Ænosh/Lion dans l’évolution : Se traduit sous une forme plus intellectuelle, par un mode de pensée rationaliste et catégorique. Adepte de la logique raisonneuse, ses arguments sont souvent péremptoires, et s’il est prêt à convaincre, ce qui pour lui est toujours un combat, il n’est que rarement disposé à se laisser convaincre. Mais lorsqu’il parvient à dompter la puissance de l’énergie du Moi, il la transforme en énergie du Soi ce qui devient alors une véritable rédemption par un énergique sens du sacrifice dirigé vers un idéal de haute élévation au service duquel il déploiera une force et une abnégation surhumaine. Il devient alors le Lion Noble et généreux dans toute la splendeur flamboyante de son courage, de son abnégation de sa puissance et de sa générosité.

« Voici, le lion de la tribu de Juda, le rejeton de David, a vaincu pour ouvrir le livre et détacher ses 7 sceaux. » Apocalypse (5 :5).

Ainsi, nous ne pouvons éclairer et comprendre ce remarquable loggion, qu'à la condition de l'inscrire dans la grande tradition Hermétique dont le principe essentiel est de relier le Macrocosme au microcosme, lien sans lequel la Foi et la Raison seraient aussi étrangères et incompatibles que le ciel et la terre, l'eau et le feu. Le langage analogique, celui des dieux, révèle en la circonstance sa toute-puissance et la clé indispensable pour l'ouverture des portes du Temple d'Hermès.

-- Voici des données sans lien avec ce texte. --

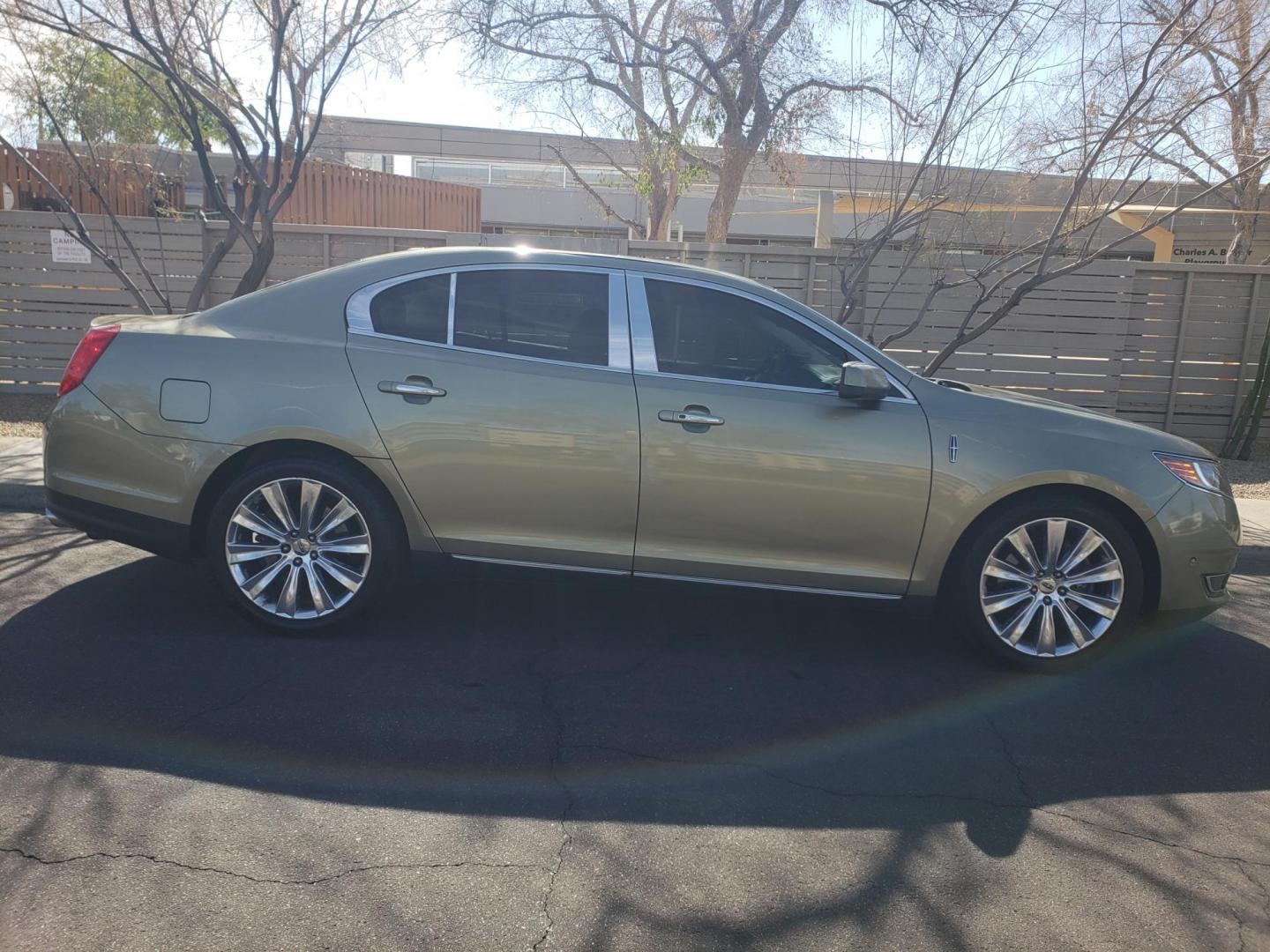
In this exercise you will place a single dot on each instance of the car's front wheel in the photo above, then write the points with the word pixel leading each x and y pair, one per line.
pixel 1048 585
pixel 299 545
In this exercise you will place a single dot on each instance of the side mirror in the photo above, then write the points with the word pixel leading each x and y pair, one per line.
pixel 863 381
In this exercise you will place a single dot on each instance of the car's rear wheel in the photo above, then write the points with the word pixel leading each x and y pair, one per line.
pixel 300 545
pixel 1050 584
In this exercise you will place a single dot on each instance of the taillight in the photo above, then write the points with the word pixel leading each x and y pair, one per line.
pixel 90 348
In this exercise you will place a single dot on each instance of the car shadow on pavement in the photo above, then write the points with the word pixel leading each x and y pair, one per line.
pixel 606 704
pixel 503 692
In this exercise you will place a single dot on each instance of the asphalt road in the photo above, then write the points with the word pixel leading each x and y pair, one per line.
pixel 504 761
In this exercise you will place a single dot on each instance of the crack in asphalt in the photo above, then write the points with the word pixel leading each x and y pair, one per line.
pixel 1235 911
pixel 234 703
pixel 265 880
pixel 954 798
pixel 565 837
pixel 1013 762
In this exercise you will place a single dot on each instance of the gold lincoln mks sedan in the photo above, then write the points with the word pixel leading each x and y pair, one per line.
pixel 616 415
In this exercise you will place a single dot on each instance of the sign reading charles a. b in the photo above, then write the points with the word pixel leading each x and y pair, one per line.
pixel 1199 254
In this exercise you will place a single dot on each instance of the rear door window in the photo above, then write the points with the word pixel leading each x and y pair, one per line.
pixel 554 315
pixel 415 309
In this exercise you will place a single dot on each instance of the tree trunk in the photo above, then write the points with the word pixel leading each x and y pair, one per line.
pixel 661 207
pixel 736 161
pixel 195 302
pixel 1241 242
pixel 260 260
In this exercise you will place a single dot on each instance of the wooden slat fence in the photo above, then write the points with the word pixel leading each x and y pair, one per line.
pixel 340 195
pixel 1171 346
pixel 131 188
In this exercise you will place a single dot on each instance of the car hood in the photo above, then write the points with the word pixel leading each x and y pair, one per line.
pixel 1091 421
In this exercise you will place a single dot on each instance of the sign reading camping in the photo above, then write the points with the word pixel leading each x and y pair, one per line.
pixel 68 248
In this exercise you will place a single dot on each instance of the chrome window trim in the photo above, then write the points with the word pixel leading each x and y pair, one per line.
pixel 644 349
pixel 460 349
pixel 357 311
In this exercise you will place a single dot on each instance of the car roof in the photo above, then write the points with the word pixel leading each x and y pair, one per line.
pixel 459 256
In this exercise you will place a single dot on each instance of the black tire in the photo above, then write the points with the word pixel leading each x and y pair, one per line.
pixel 964 589
pixel 375 508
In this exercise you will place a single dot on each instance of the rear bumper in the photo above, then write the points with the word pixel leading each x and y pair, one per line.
pixel 101 521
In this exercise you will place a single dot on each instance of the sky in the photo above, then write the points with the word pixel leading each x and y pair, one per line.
pixel 429 93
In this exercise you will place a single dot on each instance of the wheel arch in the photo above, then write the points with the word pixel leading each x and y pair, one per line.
pixel 1117 508
pixel 271 450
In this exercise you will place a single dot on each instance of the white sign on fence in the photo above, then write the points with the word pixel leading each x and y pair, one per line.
pixel 68 249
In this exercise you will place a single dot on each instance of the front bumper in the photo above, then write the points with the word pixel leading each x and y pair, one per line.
pixel 1198 537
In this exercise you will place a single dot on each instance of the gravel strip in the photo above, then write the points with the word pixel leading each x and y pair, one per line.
pixel 1250 478
pixel 23 414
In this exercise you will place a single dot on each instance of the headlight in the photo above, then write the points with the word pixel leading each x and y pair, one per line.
pixel 1201 473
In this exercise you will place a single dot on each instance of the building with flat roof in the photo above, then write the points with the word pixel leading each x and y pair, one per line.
pixel 528 190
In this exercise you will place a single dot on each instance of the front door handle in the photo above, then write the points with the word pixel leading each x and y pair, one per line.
pixel 690 418
pixel 410 389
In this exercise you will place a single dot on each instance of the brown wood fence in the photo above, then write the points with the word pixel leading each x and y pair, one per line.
pixel 1171 346
pixel 129 187
pixel 340 195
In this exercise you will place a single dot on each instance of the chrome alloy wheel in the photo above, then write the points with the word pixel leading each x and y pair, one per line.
pixel 299 548
pixel 1052 587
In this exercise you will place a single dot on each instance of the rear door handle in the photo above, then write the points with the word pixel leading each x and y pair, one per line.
pixel 406 389
pixel 690 418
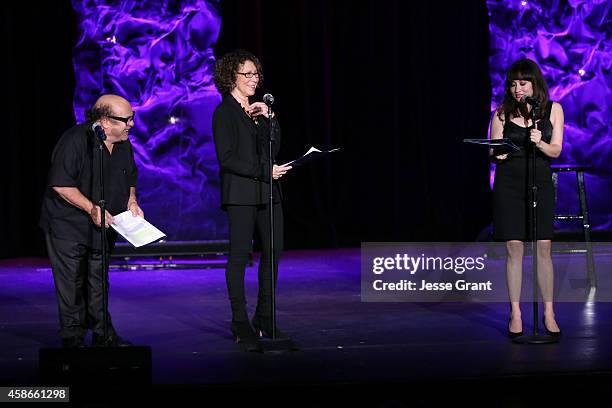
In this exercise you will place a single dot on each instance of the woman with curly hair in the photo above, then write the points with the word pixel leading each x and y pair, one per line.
pixel 514 119
pixel 241 130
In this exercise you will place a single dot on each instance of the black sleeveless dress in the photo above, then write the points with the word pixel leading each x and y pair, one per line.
pixel 511 198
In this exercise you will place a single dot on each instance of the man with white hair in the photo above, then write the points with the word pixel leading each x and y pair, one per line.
pixel 71 216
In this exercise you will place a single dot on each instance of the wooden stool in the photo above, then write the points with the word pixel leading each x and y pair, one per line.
pixel 583 215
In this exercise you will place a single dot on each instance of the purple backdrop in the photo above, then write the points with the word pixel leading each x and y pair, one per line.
pixel 159 56
pixel 570 40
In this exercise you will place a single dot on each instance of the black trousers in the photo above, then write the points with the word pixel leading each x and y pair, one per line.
pixel 77 273
pixel 243 221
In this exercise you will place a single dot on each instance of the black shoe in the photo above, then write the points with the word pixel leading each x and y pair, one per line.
pixel 244 335
pixel 513 335
pixel 263 327
pixel 112 341
pixel 548 332
pixel 73 342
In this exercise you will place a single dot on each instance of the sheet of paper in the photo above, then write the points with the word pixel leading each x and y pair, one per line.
pixel 136 230
pixel 310 154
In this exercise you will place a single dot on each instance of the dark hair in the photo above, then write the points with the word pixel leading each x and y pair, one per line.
pixel 227 66
pixel 95 113
pixel 526 70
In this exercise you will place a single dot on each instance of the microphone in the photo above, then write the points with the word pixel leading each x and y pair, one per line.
pixel 99 131
pixel 530 100
pixel 268 99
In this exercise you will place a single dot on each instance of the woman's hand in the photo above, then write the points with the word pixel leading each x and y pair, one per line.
pixel 535 136
pixel 501 157
pixel 279 171
pixel 258 109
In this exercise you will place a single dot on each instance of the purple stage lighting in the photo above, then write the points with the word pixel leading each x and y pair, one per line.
pixel 159 56
pixel 570 40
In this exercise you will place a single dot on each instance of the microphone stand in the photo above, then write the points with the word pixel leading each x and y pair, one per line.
pixel 102 203
pixel 274 344
pixel 535 338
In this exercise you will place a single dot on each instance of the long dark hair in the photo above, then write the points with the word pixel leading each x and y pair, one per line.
pixel 526 70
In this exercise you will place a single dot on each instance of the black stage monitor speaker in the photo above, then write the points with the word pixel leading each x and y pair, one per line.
pixel 105 365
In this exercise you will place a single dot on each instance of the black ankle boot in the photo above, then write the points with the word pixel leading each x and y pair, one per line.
pixel 244 335
pixel 548 332
pixel 263 327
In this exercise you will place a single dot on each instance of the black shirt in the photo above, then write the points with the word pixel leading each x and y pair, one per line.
pixel 242 148
pixel 75 163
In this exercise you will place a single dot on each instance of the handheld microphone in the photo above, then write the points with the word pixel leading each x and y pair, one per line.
pixel 530 100
pixel 99 131
pixel 268 99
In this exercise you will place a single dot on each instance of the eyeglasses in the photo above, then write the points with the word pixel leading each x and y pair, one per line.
pixel 249 75
pixel 124 120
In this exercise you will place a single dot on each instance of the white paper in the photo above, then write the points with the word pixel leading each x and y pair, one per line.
pixel 136 230
pixel 310 151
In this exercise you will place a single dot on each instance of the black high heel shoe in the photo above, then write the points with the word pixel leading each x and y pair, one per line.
pixel 548 332
pixel 244 335
pixel 263 326
pixel 513 335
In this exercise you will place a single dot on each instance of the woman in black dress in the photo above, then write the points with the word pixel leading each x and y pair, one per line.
pixel 241 130
pixel 514 120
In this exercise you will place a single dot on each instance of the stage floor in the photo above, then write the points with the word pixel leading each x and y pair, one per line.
pixel 411 354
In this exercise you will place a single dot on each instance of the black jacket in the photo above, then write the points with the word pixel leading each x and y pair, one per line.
pixel 242 151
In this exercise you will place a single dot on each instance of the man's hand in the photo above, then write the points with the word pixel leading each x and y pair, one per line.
pixel 96 216
pixel 135 209
pixel 279 171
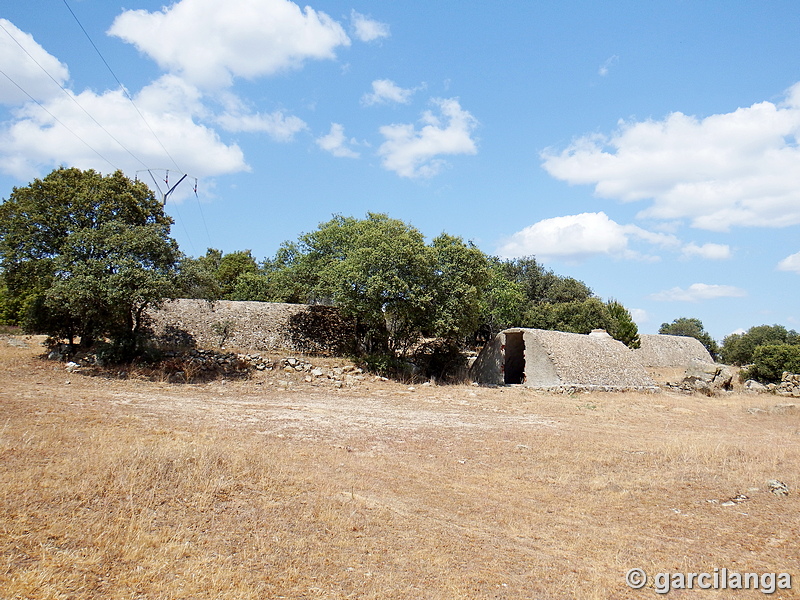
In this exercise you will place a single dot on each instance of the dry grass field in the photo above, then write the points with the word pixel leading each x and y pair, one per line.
pixel 131 489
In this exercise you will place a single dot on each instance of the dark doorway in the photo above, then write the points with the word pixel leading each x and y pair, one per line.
pixel 514 369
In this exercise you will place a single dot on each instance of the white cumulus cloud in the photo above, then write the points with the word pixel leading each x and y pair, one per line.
pixel 412 152
pixel 606 66
pixel 208 42
pixel 336 143
pixel 733 169
pixel 575 238
pixel 639 316
pixel 366 29
pixel 790 263
pixel 385 91
pixel 698 292
pixel 26 66
pixel 707 251
pixel 277 125
pixel 34 141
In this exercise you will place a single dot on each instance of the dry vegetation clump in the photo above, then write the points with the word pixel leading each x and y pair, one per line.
pixel 146 490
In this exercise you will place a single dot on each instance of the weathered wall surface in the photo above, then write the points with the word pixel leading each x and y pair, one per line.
pixel 262 326
pixel 556 360
pixel 666 351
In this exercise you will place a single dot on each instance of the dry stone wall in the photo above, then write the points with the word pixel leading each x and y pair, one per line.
pixel 258 326
pixel 660 351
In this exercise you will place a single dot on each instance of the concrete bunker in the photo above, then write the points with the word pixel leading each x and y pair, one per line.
pixel 670 351
pixel 557 360
pixel 514 357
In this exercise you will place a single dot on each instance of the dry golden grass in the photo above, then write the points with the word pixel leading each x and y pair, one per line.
pixel 142 490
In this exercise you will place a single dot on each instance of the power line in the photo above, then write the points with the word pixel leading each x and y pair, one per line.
pixel 72 97
pixel 144 120
pixel 59 121
pixel 122 87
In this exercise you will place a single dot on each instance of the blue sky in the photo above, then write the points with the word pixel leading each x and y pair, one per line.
pixel 649 149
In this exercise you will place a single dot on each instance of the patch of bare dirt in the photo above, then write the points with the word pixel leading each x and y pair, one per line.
pixel 282 488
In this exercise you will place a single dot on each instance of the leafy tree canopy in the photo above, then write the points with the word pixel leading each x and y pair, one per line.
pixel 85 255
pixel 691 327
pixel 739 348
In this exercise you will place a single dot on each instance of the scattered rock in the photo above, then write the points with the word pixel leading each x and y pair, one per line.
pixel 789 386
pixel 753 386
pixel 778 487
pixel 706 378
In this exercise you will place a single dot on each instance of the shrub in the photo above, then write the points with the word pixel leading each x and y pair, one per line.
pixel 769 362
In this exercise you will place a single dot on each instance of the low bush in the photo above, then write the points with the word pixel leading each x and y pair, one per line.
pixel 770 361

Ce qui est en bas est comme ce qui est en haut ; ce qui est en haut est comme ce qui est en bas: pour accomplir le miracle d'une seule chose, nous dit si élégamment la Table d'Émeraude, et comment parler de ce qui en haut en utilisant le langage de ce qui est en bas, sans pratiquer l'analogie ?... Dans ce loggion l'exemple qui nous en est donné est presque une pierre de Rosette de ce langage. Le lion, l'animal symbolise aussi le signe du zodiaque, et le feu de l'astre solaire que nous retrouvons dans la forme animalière de l'homme puisqu'il est son coeur, organe directement lié au Soleil. L'interprétation correcte de ce loggion passe donc bien par la Connaissance Hermétique, et l'étendue de son enseignement qui monte au "ciel" et qui descend en "terre", pour recevoir les forces supérieures et les forces inférieures.

L'enseignement ultime que nous donne ce loggion, est que l'homme ne devient jamais définitivement le lion (l'animal, l'involution) mais que c'est le lion qui parvient par devenir l'homme, traduit en langage profane, il n'y a donc pas de damnation éternelle, mais la rédemption est toujours possible, pour peu qu'un repentir sincère s'exprime volontairement, mais là je ne suis pas certain que tous les lecteurs feront le rapprochement, qui me semble pourtant d'une grande évidence.